La charge de la preuve reviendrait ainsi à l’AFA de démontrer une application incorrecte, non effective ou incomplète de ses recommandations..

Pour autant, l’AFA a clairement indiqué que sa méthodologie étant constitutive de son référentiel, l’entreprise qui ne la suivrait pas devrait expliquer et motiver son choix, démontrer qu’elle parvient néanmoins à remplir l’objectif poursuivi par la loi Sapin II et de convaincre l’AFA que les dispositifs mis en œuvre et les méthodes choisies lui permettent de satisfaire aux exigences posées par la loi.  

Définition d’un cadre plus prescriptif concernant les acteurs publics

Fort du constat que les entités publiques n’ont pas atteint le niveau de maturité des programmes anticorruption des entreprises privées, l'AFA a décidé de consacrer une section spécifique pour aider les entités publiques à mettre en place leurs programmes, en l’assortissant de recommandations spécifiques à leur organisation, aux règles de la commande publique et aux principes de comptabilité publique, tout en tenant compte de la grande disparité des acteurs du secteur public.

Même si la loi ne permet pas à l’AFA d’attraire les acteurs publics devant la commission des sanctions de l’AFA en cas de manquement à la loi, il est probable que les acteurs publics de taille significative utiliseront ce nouveau cadre de référence pour développer leurs programmes de conformité, compte tenu des enjeux tant pour les fonctionnaires et élus concernées, que pour l’image et la réputation des entités publiques concernées.   

Engagement de l’instance dirigeante

Les nouvelles recommandations insistent plus encore  sur l’engagement de l’instance dirigeante dans la mise en œuvre du programme anticorruption. En cas de contrôle de l’AFA , il est indispensable  de pouvoir démontrer le « portage du dispositif par l’instance dirigeante » et l’impulsion donnée par la direction générale, ainsi que le contrôle effectif de sa mise en œuvre au travers de mesures concrètes, comme par exemple en matière de politique de ressources humaines, de politique commerciale ou d’achat.

Cet engagement sera aussi déterminé par l’articulation des rôles respectifs du dirigeant et du « Responsable Conformité ». C’est pourquoi l’AFA a considéré indispensable d’intégrer les principes énoncés dans le guide sur la fonction de « Responsable Conformité Anticorruption publié » en janvier 2019 dans ses nouvelles recommandations et, tirant l’enseignement de ses contrôles, d’insister sur l’indépendance de ce Responsable.
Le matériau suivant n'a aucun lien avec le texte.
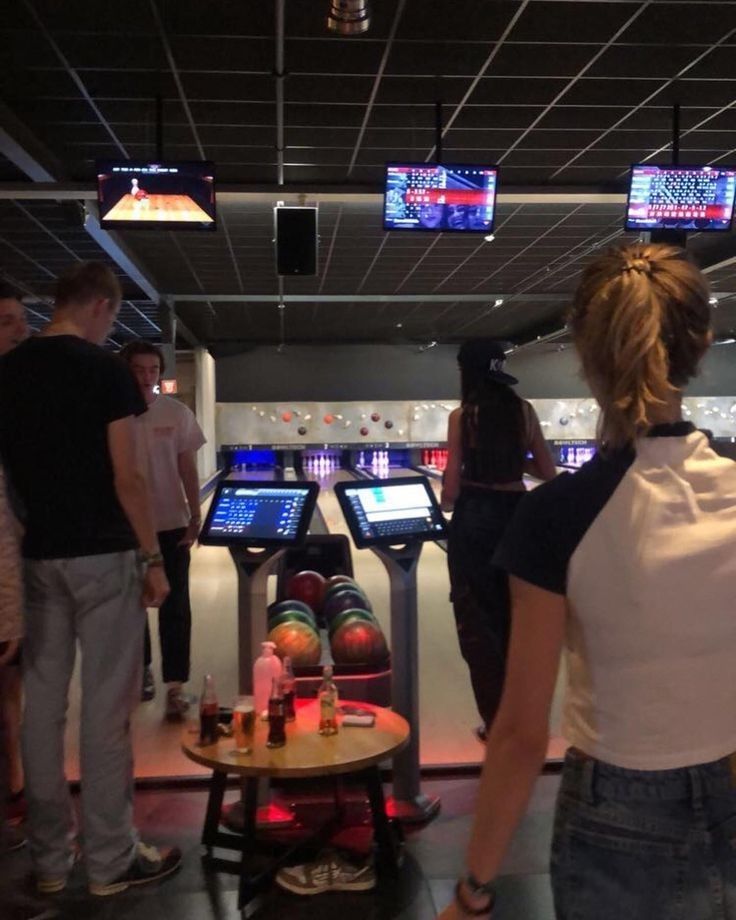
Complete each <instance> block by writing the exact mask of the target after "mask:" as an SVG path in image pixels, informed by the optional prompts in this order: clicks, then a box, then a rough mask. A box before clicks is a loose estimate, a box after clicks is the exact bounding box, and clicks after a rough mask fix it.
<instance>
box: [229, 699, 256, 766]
mask: <svg viewBox="0 0 736 920" xmlns="http://www.w3.org/2000/svg"><path fill="white" fill-rule="evenodd" d="M255 727H256V709H255V705H254V703H253V697H252V696H238V697H236V698H235V702H234V703H233V741H234V742H235V747H234V748H233V750H232V754H233V756H237V755H238V754H251V753H252V752H253V732H254V731H255Z"/></svg>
Dès lors, même si cette intégration ne peut leur conférer plus de valeur contraignante (ni les recommandations ni les guides de l’AFA n’ont de valeur législative), ces principes deviennent clairement le référentiel de cette fonction.

Ainsi, la désignation d’un responsable conformité par l’instance dirigeante lui permet de s’assurer d’un déploiement adéquat, sous réserve que ce dernier dispose de la compétence, de l’autorité et des moyens financiers, humains et juridiques nécessaires à sa mission.

De plus, les nouvelles recommandations insistent sur le rôle du conseil d’administration qui, bien que n’étant pas partie intégrante de l’instance dirigeante telle que définie par la loi, doit s’assurer, dans le cadre de sa mission de surveillance, de l’existence, la pertinence et l’efficacité des mesures mises en place.

Cartographie des risques

L’AFA a constaté que sa méthodologie préconisée par ses recommandations de décembre 2017 a été largement adoptée par les entreprises. Elle n’a dès lors guère modifié les dispositions relatives à l’élaboration et au suivi des cartographies des risques de corruption et de trafic d’influence, tout en apportant quelques précisions intéressantes en particulier pour les risques systémiques, et intégrant certaines bonnes pratiques identifiées lors des contrôles. Pour l’AFA, Il appartient aux entreprises d’ « assurer l’auditabilité de leurs propres risques ».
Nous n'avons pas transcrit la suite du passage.